Previous studies in Ethiopia have primarily utilized traditional statistical methods to analyze anemia prevalence and its determinants. However, these approaches may overlook intricate relationships within the data. This paper addressed this gap by employing advanced ML techniques to predict anemia and identify its predictors among young girls in Ethiopia. By leveraging ML algorithms, which excelled in handling nonlinear data and capturing complex interrelationships among predictors, this study provided a more nuanced understanding of anemia prevalence and its associated factors.
The research utilized data from the 2016 Ethiopian Demographic and Health Survey (EDHS) and applied eight ML algorithms, including association rule mining, to forecast anemia and identify its predictors. By doing so, it contributed to the existing literature by offering a novel approach to analyzing anemia prevalence among young women, ultimately providing valuable insights for policymakers to design targeted interventions and mitigate the adverse effects of anemia on this vulnerable demographic group.
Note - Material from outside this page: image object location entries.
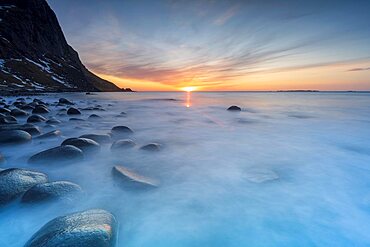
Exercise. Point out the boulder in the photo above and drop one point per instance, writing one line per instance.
(14, 182)
(73, 111)
(99, 138)
(35, 119)
(131, 180)
(94, 116)
(53, 120)
(65, 153)
(151, 147)
(40, 109)
(14, 137)
(93, 228)
(234, 108)
(65, 101)
(86, 145)
(121, 131)
(122, 145)
(18, 113)
(51, 191)
(51, 134)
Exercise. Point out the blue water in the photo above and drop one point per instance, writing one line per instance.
(291, 169)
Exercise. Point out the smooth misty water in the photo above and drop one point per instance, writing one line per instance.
(291, 169)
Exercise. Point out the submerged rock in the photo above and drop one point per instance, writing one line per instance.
(14, 137)
(52, 191)
(73, 111)
(65, 153)
(36, 119)
(65, 101)
(102, 138)
(122, 144)
(40, 109)
(132, 180)
(234, 108)
(18, 113)
(14, 182)
(151, 147)
(93, 228)
(86, 145)
(53, 120)
(120, 131)
(53, 133)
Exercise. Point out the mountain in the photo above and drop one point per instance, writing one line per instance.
(34, 54)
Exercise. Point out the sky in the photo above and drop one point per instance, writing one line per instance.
(210, 45)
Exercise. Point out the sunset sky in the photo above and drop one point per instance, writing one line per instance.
(222, 45)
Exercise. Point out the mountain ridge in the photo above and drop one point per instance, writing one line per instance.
(34, 54)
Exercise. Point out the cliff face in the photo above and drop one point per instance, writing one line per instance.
(34, 54)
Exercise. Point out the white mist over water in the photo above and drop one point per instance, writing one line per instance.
(291, 169)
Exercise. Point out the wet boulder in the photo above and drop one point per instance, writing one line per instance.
(131, 180)
(86, 145)
(14, 182)
(53, 120)
(93, 228)
(94, 117)
(121, 131)
(151, 147)
(35, 119)
(234, 108)
(14, 137)
(99, 138)
(65, 101)
(51, 134)
(8, 120)
(4, 110)
(122, 144)
(40, 109)
(59, 190)
(65, 154)
(73, 111)
(18, 113)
Predicting Anemia Among Youth Girls in Ethiopia Using Advanced ML Techniques
The research utilized data from the 2016 EDHS, a nationally representative cross-sectional survey conducted in Ethiopia. Covering nine regional states and two city administrations, the survey included a diverse sample of women aged 15-49. For this study, a weighted sample of 5,642 young girls was analyzed. The primary objective was to predict anemia among these young girls and identify its predictors using advanced ML algorithms.
Various demographic, socioeconomic, and lifestyle factors were considered as potential predictors of anemia, including age group, religion, wealth index, occupation, media exposure, educational status, source of drinking water, family size, body mass index, altitude, type of residence, and region. Data preprocessing involved cleaning, handling missing values, and addressing imbalanced categories in the outcome variable. Multiple data balancing techniques were employed to improve model performance.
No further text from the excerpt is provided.